For now, I am trying not to think (too much, at least), about the sleep deprivation and 2-hour feedings, the challenging world of nursing an infant and trying not to fall asleep while entertaining a 2-1/2-year-old, and all the roller coaster rides associated with becoming a bigger family. That's why it takes nine months. Plenty of time to get as adjusted to and prepared for the idea as possible.

Meanwhile, tomorrow is Thanksgiving. You'll find hundreds of gratitude lists online these days. I have deleted this list several times because it feels embarrassingly narcissistic to yammer on about my life in a list (because, ultimately, I'm not going to list things beyond my own personal microcosm). And also because the list somehow sounds a bit like the dedications I made to people my Senior year in high school. However, I'm stubbornly keeping it here for the sake of posterity. And because it fits with the premise of this blog--to be openly thankful, and to dream. So, I am joining all those other online lists sending my gratitude up to the sky to mingle with yours and season the months and years ahead.

Gratitude for:

*Cora's hands, her wit, her sensitivity, her bright eyes and mind, her nearly-2-year-old response of "No!" to nearly everything I ask, her desire to party with her animals all day long, and her ability to dance and jump at the same time.

*This new babe in my belly, working so hard daily to rapidly divide its cells and become a PERSON.

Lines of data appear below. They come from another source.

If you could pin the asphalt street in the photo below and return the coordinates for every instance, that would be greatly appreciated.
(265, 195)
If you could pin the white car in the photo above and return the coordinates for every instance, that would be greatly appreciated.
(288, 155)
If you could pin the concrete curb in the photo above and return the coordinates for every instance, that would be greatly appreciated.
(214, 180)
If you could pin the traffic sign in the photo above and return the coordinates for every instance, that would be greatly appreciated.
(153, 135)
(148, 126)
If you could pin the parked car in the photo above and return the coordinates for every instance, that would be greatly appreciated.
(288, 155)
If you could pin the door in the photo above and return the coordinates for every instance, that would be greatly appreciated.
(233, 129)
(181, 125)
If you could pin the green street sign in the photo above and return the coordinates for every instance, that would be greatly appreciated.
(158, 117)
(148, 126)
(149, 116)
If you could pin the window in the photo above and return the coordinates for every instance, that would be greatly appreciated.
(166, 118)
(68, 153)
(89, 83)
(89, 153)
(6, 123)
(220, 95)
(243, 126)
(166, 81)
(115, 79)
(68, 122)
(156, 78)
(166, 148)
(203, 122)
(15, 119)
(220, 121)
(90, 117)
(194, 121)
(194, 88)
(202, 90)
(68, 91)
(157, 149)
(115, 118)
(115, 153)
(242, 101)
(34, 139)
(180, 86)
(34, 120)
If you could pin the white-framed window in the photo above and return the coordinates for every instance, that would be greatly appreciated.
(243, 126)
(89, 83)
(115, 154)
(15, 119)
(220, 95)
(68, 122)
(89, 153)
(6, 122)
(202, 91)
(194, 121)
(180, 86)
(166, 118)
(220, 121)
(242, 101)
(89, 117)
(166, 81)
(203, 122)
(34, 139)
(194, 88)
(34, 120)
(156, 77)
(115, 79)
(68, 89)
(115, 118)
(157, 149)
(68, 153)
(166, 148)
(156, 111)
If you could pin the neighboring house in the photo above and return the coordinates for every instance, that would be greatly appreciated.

*Brian's love and patience, his depth of creativity and his ability to work hard on anything he sets his mind to. Especially how he manages to come home smiling every single day and be funny and silly and sweep Cora up in his arms and give her a huge hug. He's making memories for Cora every time he does it, and I love him dearly for that.

*The ability to have choices in how we construct our lives right now.

*Brian's job. I am so grateful that he loves what he does, that he has found a good company to work for, and that he lives out his dreams in small and big ways each day.

*This house. I like the way the living room feels at night when we wrap our feet under blankets and read books or talk. I love tucking ourselves into our bed and listening to the wind and rain.

*My family, immediate and extended, especially for my mom and sis who live nearby and are so invested in being close.

*My friends. I miss many of them and wish we saw each other more often, but I love following their interesting lives and seeing where our paths intersect.

*Our collective health. This has been an odd health year for Brian, Cora, and me, but I think in many ways it has been valuable. It's helped me to focus on the power of the mind and the importance of being positive, the relative strength of the human body, and the ability to repair oneself.

*The ability to fill our refrigerator with nourishing food, and to know there are friends who will join us to eat, celebrate life, and fill our house with laughter and giggling children.

*Last, but not least, the enduring interest in writing. The book won't be done by the end of this year, but I know it's still there, waiting to be written. I'm thankful the idea is percolating and willing to wait.